Open mjy opened 3 years ago
Hm. See if this paper helps with documenting (unambiguously) what is meant by "unknown." Note that #DiSSCo folks are thinking hard about this and want to standardize use of "unknown" across their network if possible. See
Quentin Groom, Mathias Dillen, Helen Hardy, Sarah Phillips, Luc Willemse, Zhengzhe Wu, Improved standardization of transcribed digital specimen data, Database, Volume 2019, 2019, baz129, https://doi.org/10.1093/database/baz129
Table 2 from their paper (regarding Unknown and incomplete data): Missing data terms | Definition | Example |
---|---|---|
unknown | The information is not digitally available. | Empty value in a digital record of unknown provenance |
unknown:undigitized | The information is not digitally available. No attempt has been made to digitize it. | Empty value in a skeletal record to which data still need to be added from the label |
unknown:missing | The information is not digitally available. It appeared to be absent during digitization. | A value of S.D. used by transcription platforms to indicate the absence of a date value |
unknown:indecipherable | The information is not digitally available. It appeared to be present during digitization, but failed to be captured. | An indication made by a transcriber that they failed to transcribe the information |
known:withheld | The information is digitally available, but it has been withheld by the provider. | A georeferenced record for which coordinate data are available but withheld for conservation considerations |
Thanks.

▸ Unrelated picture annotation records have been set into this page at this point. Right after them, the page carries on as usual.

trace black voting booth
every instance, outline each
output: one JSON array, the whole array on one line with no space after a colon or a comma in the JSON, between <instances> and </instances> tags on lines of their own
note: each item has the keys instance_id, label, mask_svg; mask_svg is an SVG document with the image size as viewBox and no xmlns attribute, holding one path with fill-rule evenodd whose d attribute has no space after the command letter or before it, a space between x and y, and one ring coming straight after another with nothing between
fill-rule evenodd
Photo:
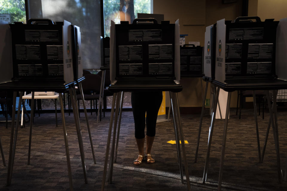
<instances>
[{"instance_id":1,"label":"black voting booth","mask_svg":"<svg viewBox=\"0 0 287 191\"><path fill-rule=\"evenodd\" d=\"M101 37L101 68L110 69L110 37Z\"/></svg>"},{"instance_id":2,"label":"black voting booth","mask_svg":"<svg viewBox=\"0 0 287 191\"><path fill-rule=\"evenodd\" d=\"M0 84L0 89L14 92L12 121L14 121L15 119L17 91L20 92L19 108L21 108L22 103L23 92L32 92L32 109L33 108L35 91L54 91L59 93L70 189L72 190L71 172L62 94L68 90L74 109L73 111L85 182L87 183L83 147L78 114L77 113L78 110L74 93L75 85L77 83L83 94L81 82L84 80L84 78L82 77L82 72L79 73L78 71L82 65L80 28L71 25L66 21L54 23L49 19L29 19L27 24L16 23L10 24L10 27L7 24L1 24L1 28L7 29L3 33L4 38L8 39L6 41L11 44L11 49L8 52L12 52L13 59L11 59L12 63L4 63L1 61L1 65L13 65L13 67L11 68L13 70L13 76L11 75L12 80L10 81ZM10 38L9 38L9 36ZM8 41L9 39L10 41ZM5 50L7 51L7 50ZM81 68L80 70L82 70ZM12 124L7 185L11 184L20 115L20 110L18 110L15 135L14 123ZM33 110L31 109L28 164L30 161L33 112ZM91 138L89 127L88 124L87 125ZM93 148L91 138L90 141ZM92 152L94 155L93 150Z\"/></svg>"},{"instance_id":3,"label":"black voting booth","mask_svg":"<svg viewBox=\"0 0 287 191\"><path fill-rule=\"evenodd\" d=\"M102 71L101 87L100 90L100 96L99 99L99 107L97 117L96 125L99 122L99 116L102 114L102 108L103 106L104 93L105 91L105 81L106 70L110 70L110 37L104 38L101 37L101 68Z\"/></svg>"},{"instance_id":4,"label":"black voting booth","mask_svg":"<svg viewBox=\"0 0 287 191\"><path fill-rule=\"evenodd\" d=\"M180 74L178 20L175 24L170 24L168 21L162 21L159 24L155 19L152 18L136 19L131 24L125 21L122 21L119 24L115 24L112 21L111 22L110 60L112 84L109 90L114 93L112 108L115 108L115 104L116 106L108 180L110 183L112 182L117 121L120 108L117 130L118 143L123 92L148 91L152 93L153 91L169 91L174 114L177 148L179 152L178 156L180 170L183 183L183 170L178 143L179 135L181 135L181 140L184 140L183 135L176 93L182 89L179 83ZM106 180L113 109L111 112L102 190L104 189ZM187 187L189 190L190 185L185 149L184 144L181 144ZM117 143L115 161L118 145Z\"/></svg>"},{"instance_id":5,"label":"black voting booth","mask_svg":"<svg viewBox=\"0 0 287 191\"><path fill-rule=\"evenodd\" d=\"M203 75L203 47L194 44L180 47L180 76L201 77Z\"/></svg>"},{"instance_id":6,"label":"black voting booth","mask_svg":"<svg viewBox=\"0 0 287 191\"><path fill-rule=\"evenodd\" d=\"M269 112L272 114L268 129L269 131L270 124L272 124L276 151L278 180L281 183L283 176L279 147L276 90L286 89L287 83L286 81L278 79L276 72L276 70L282 68L283 64L278 64L275 60L275 57L278 56L276 55L276 44L280 40L278 40L276 34L279 22L274 21L274 20L266 19L265 21L261 21L257 17L239 17L232 21L225 21L223 19L218 21L216 25L206 27L205 44L207 46L205 47L204 68L205 71L207 67L209 73L206 73L206 73L208 75L203 78L215 86L215 93L214 101L211 107L211 118L203 179L204 183L207 180L209 153L219 90L222 89L228 92L219 176L219 190L221 187L231 92L237 90L253 91L258 154L260 162L262 162L264 151L262 155L255 90L266 91ZM283 23L283 24L284 24ZM282 79L286 79L284 75L281 77ZM275 95L272 106L268 90L272 90L273 95ZM200 127L202 122L201 117ZM200 128L199 131L199 136Z\"/></svg>"}]
</instances>

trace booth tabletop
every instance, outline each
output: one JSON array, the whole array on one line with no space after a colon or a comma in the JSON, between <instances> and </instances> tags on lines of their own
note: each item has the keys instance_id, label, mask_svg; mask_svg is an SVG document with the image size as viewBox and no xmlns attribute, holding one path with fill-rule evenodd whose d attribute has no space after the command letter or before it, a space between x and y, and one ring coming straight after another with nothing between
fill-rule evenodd
<instances>
[{"instance_id":1,"label":"booth tabletop","mask_svg":"<svg viewBox=\"0 0 287 191\"><path fill-rule=\"evenodd\" d=\"M100 69L101 70L106 70L110 69L110 67L109 66L102 66L100 67Z\"/></svg>"},{"instance_id":2,"label":"booth tabletop","mask_svg":"<svg viewBox=\"0 0 287 191\"><path fill-rule=\"evenodd\" d=\"M63 81L12 81L0 84L3 91L55 91L63 93L68 90L72 82L65 84Z\"/></svg>"},{"instance_id":3,"label":"booth tabletop","mask_svg":"<svg viewBox=\"0 0 287 191\"><path fill-rule=\"evenodd\" d=\"M120 91L134 92L144 91L171 91L179 92L182 90L180 84L170 80L120 80L109 87L109 90L113 93Z\"/></svg>"},{"instance_id":4,"label":"booth tabletop","mask_svg":"<svg viewBox=\"0 0 287 191\"><path fill-rule=\"evenodd\" d=\"M84 77L81 77L75 81L65 84L64 81L47 80L21 80L11 81L0 84L2 91L30 92L56 92L64 93L77 82L84 80Z\"/></svg>"},{"instance_id":5,"label":"booth tabletop","mask_svg":"<svg viewBox=\"0 0 287 191\"><path fill-rule=\"evenodd\" d=\"M227 92L287 89L287 81L276 78L227 80L225 83L213 80L212 83Z\"/></svg>"}]
</instances>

All of these are valid assertions, none of these are the assertion of "unknowable" :)
So, a good one for them to try and add!
All of these are valid assertions, none of these are the assertion of "unknowable" :)
Hm. unknown:indecipherable might be why something is "unknowable."
Not the same I think. That is data is present, but computers can't infer on it.
I find this somewhat telling. Rather than start with what curators might tell us, and try to get that in the standard, this seem to start with a digital product, and its nature. I.e. the most basic assertion a curator on the ground needs is "I can not do more with this because the physical thing is destroyed". Everything else for them is "bonus".
At present the semantics are to assign a Confidence with the definition along the lines of "I am confident and assert that that this attribute on this instance of this class is unknowable". Specific confidence levels that extend this concept to add "why?" are possible, for example:
It is perhaps best to use the fewest possible number of reasons as to why something is unknowable, as it is highly doutbful that curating to a finer granularity will actually result in meaningful broader data integration etc. The principal is, minimize the amount of down-stream re-interpretation you are forcing people to do. Downstream consumers of your assertions (e.g. scientists doing science with your data) are going to operate on a few boolean descisions as to wether or not the data are useful for their needs.